R.R.M.: É de sua autoria o recente Mídia e Carnaval: Uma representação midiática do Bloco Mudança do Garcia em 1930. Qual sua intenção ao escrevê-lo: torna-lo crítico ou histórico?

Almeida: Considero este livro uma nova vertente dos meus escritos. Pretendo trabalhar com pesquisa, sobretudo histórica pois sempre tive essa inclinação para relatar fatos, talvez se não fizesse comunicação social, certamente faria história. O conhecimento que obtive com a minha formação em jornalismo de certa forma me proporcionou a oportunidade de ser um historiador e biografo com um olhar maios objetivo e coeso.

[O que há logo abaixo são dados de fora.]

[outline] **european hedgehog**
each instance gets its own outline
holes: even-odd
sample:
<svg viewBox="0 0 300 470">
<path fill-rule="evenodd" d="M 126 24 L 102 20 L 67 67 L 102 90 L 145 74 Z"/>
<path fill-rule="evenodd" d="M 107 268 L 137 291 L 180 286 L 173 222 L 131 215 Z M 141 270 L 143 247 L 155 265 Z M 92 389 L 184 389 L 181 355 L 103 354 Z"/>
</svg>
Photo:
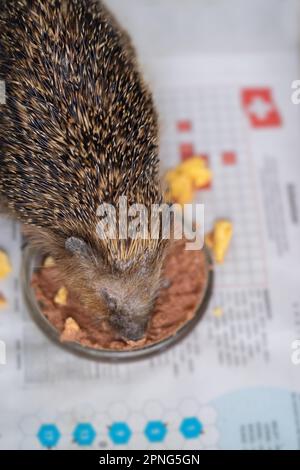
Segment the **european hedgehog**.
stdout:
<svg viewBox="0 0 300 470">
<path fill-rule="evenodd" d="M 92 0 L 0 0 L 0 199 L 92 319 L 141 338 L 166 251 L 100 239 L 97 207 L 162 202 L 158 118 L 134 48 Z"/>
</svg>

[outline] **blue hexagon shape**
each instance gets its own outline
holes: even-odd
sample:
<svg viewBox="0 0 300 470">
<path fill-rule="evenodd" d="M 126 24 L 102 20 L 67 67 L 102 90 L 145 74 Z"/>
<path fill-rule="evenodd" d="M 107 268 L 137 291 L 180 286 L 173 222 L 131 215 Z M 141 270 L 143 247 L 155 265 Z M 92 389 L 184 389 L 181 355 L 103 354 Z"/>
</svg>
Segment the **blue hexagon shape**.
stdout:
<svg viewBox="0 0 300 470">
<path fill-rule="evenodd" d="M 194 416 L 190 418 L 184 418 L 181 422 L 179 430 L 186 439 L 194 439 L 202 434 L 203 424 L 201 421 L 199 421 L 198 418 L 195 418 Z"/>
<path fill-rule="evenodd" d="M 47 449 L 55 447 L 60 436 L 60 432 L 55 424 L 42 424 L 37 434 L 40 443 Z"/>
<path fill-rule="evenodd" d="M 167 434 L 167 426 L 162 421 L 149 421 L 144 434 L 150 442 L 162 442 Z"/>
<path fill-rule="evenodd" d="M 79 446 L 90 446 L 96 437 L 96 431 L 90 423 L 79 423 L 73 432 L 73 439 Z"/>
<path fill-rule="evenodd" d="M 118 422 L 110 426 L 108 434 L 114 444 L 128 444 L 132 432 L 128 424 Z"/>
</svg>

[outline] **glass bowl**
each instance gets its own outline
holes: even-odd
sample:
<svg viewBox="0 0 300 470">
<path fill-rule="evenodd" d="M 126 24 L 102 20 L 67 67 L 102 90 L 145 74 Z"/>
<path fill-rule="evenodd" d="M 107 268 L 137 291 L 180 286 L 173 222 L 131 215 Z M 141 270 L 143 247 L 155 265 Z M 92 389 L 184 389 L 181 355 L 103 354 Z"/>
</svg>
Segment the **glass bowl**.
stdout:
<svg viewBox="0 0 300 470">
<path fill-rule="evenodd" d="M 163 352 L 170 346 L 176 344 L 182 338 L 184 338 L 201 320 L 203 317 L 207 305 L 209 303 L 212 288 L 213 288 L 213 261 L 210 251 L 207 247 L 203 248 L 206 260 L 206 283 L 202 290 L 199 303 L 196 307 L 196 314 L 193 318 L 182 325 L 173 335 L 162 339 L 161 341 L 147 345 L 141 348 L 133 350 L 113 350 L 113 349 L 95 349 L 91 347 L 82 346 L 79 343 L 70 342 L 62 343 L 60 341 L 60 332 L 47 320 L 42 313 L 38 302 L 36 300 L 35 292 L 31 287 L 31 278 L 34 273 L 41 265 L 43 257 L 33 250 L 30 245 L 25 245 L 23 249 L 22 259 L 22 270 L 21 270 L 21 282 L 22 290 L 25 299 L 27 309 L 38 325 L 38 327 L 48 336 L 49 339 L 58 344 L 61 348 L 69 350 L 75 354 L 89 357 L 94 360 L 106 360 L 109 362 L 120 362 L 128 360 L 137 360 L 148 357 L 150 355 Z"/>
</svg>

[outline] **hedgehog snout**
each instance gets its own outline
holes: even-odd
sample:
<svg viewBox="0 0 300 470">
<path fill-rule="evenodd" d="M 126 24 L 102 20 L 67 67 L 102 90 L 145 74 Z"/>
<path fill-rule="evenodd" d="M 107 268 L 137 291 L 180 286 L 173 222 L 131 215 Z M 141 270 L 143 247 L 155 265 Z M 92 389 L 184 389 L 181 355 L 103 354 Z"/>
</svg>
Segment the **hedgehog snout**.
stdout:
<svg viewBox="0 0 300 470">
<path fill-rule="evenodd" d="M 109 323 L 123 339 L 138 341 L 145 336 L 148 318 L 130 318 L 126 314 L 112 313 L 109 316 Z"/>
</svg>

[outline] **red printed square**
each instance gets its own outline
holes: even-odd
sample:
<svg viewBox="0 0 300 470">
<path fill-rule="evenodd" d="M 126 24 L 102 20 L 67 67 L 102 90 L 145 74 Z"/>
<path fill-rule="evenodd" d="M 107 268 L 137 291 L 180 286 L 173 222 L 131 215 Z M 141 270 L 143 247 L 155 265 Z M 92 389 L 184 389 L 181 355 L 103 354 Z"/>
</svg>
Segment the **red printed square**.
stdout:
<svg viewBox="0 0 300 470">
<path fill-rule="evenodd" d="M 187 119 L 183 119 L 177 122 L 177 130 L 179 132 L 189 132 L 192 130 L 192 123 Z"/>
<path fill-rule="evenodd" d="M 186 160 L 195 154 L 194 145 L 190 142 L 184 142 L 179 146 L 181 160 Z"/>
<path fill-rule="evenodd" d="M 282 119 L 270 88 L 245 88 L 241 91 L 243 109 L 254 128 L 280 127 Z"/>
<path fill-rule="evenodd" d="M 235 152 L 223 152 L 222 163 L 223 165 L 235 165 L 237 161 Z"/>
</svg>

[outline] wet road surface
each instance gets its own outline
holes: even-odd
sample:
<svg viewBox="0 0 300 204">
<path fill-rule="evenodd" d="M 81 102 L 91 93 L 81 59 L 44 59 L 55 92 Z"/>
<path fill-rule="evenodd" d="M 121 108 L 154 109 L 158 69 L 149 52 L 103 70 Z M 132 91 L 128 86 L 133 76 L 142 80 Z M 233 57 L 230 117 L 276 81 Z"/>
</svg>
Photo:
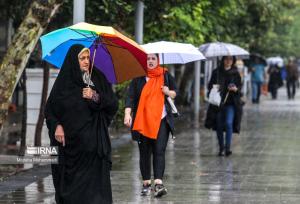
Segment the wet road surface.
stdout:
<svg viewBox="0 0 300 204">
<path fill-rule="evenodd" d="M 282 89 L 276 101 L 247 104 L 242 131 L 233 136 L 230 157 L 216 156 L 214 132 L 201 125 L 182 125 L 167 147 L 164 183 L 168 195 L 160 199 L 140 196 L 137 144 L 114 149 L 114 203 L 299 204 L 299 99 L 288 101 Z M 18 187 L 14 192 L 0 193 L 0 203 L 54 203 L 51 179 L 47 175 L 25 187 L 14 185 Z M 4 187 L 0 183 L 0 189 Z"/>
</svg>

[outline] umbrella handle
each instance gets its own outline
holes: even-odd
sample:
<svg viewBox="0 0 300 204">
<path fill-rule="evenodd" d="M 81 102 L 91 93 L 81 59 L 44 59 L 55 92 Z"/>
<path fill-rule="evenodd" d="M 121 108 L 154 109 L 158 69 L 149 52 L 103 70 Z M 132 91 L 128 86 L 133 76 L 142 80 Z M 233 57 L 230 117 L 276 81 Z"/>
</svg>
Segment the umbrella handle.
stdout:
<svg viewBox="0 0 300 204">
<path fill-rule="evenodd" d="M 93 59 L 92 59 L 91 73 L 89 74 L 89 83 L 88 83 L 88 87 L 90 87 L 90 84 L 91 84 L 91 79 L 92 79 L 92 73 L 93 73 L 93 67 L 94 67 L 94 62 L 95 62 L 96 52 L 97 52 L 97 48 L 95 47 L 95 50 L 94 50 L 94 53 L 93 53 Z"/>
</svg>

R.R.M.: Tem alguma aproximação com o Bairro Garcia?

Almeida: Nasci e fui criado no local, portanto, o meu relato também tem algo de pessoal. Independente disso, o tradicional bairro do Garcia tem papel importante na história de Salvador devido às suas marcantes manifestações culturais, sobretudo as carnavalescas como  o bloco  sem cordas “Mudança do Garcia”.

R.R.M.: Como definiria o carnaval e a relação deste com a mídia?

Almeida: Em minha pesquisa fiz questão de mostrar que em 1930 a relação da mídia com o carnaval era infinitamente menor, hoje é completamente diferente. Temos uma festa pautada no lucro, uma grande indústria. O que não mudou foram os padrões socioeconômicos, os negros e pobres continuam marginalizados enquanto os brancos que antes estavam nos clubes carnavalescos e carros alegóricos hoje estão nos luxuosos camarotes e nos caríssimos blocos. Assim como no Rio, em Salvador o carnaval é uma festa para o estrangeiro ver e curtir, enquanto isso continuamos tendo  a manifestação momesca como vitrine da desigualdade social que existe no dia-a-dia do nosso país seja nas capitais ou no interior do Brasil.    


R.R.M.: Quais as novidades deste ano da Cogito Editora?


Almeida: Lançaremos em Salvador a nossa antologia resultante do Concurso Internacional de Poesia organizado pela Cogito. Já lançamos no Rio de Janeiro e agora em maio será a vez de Salvador, na ocasião divulgaremos o edital do segundo concurso. Também já está em curso os projetos editoriais: a Solilóquio, em parceria com Blog da Gaivota e o segundo volume da Mundo – Antologia poética Também estamos nos preparando para lançar a biografia de nossa autoria Argeu – Uma vida de Trabalho, Coragem e Ternura. Além destes temos muitos outros lançamentos no segundo semestre e no final do ano a nossa mais tradicional antologia Focus.


Obrigado pela entrevista, Ivan!
Essa entrevista foi concedida por e-mail.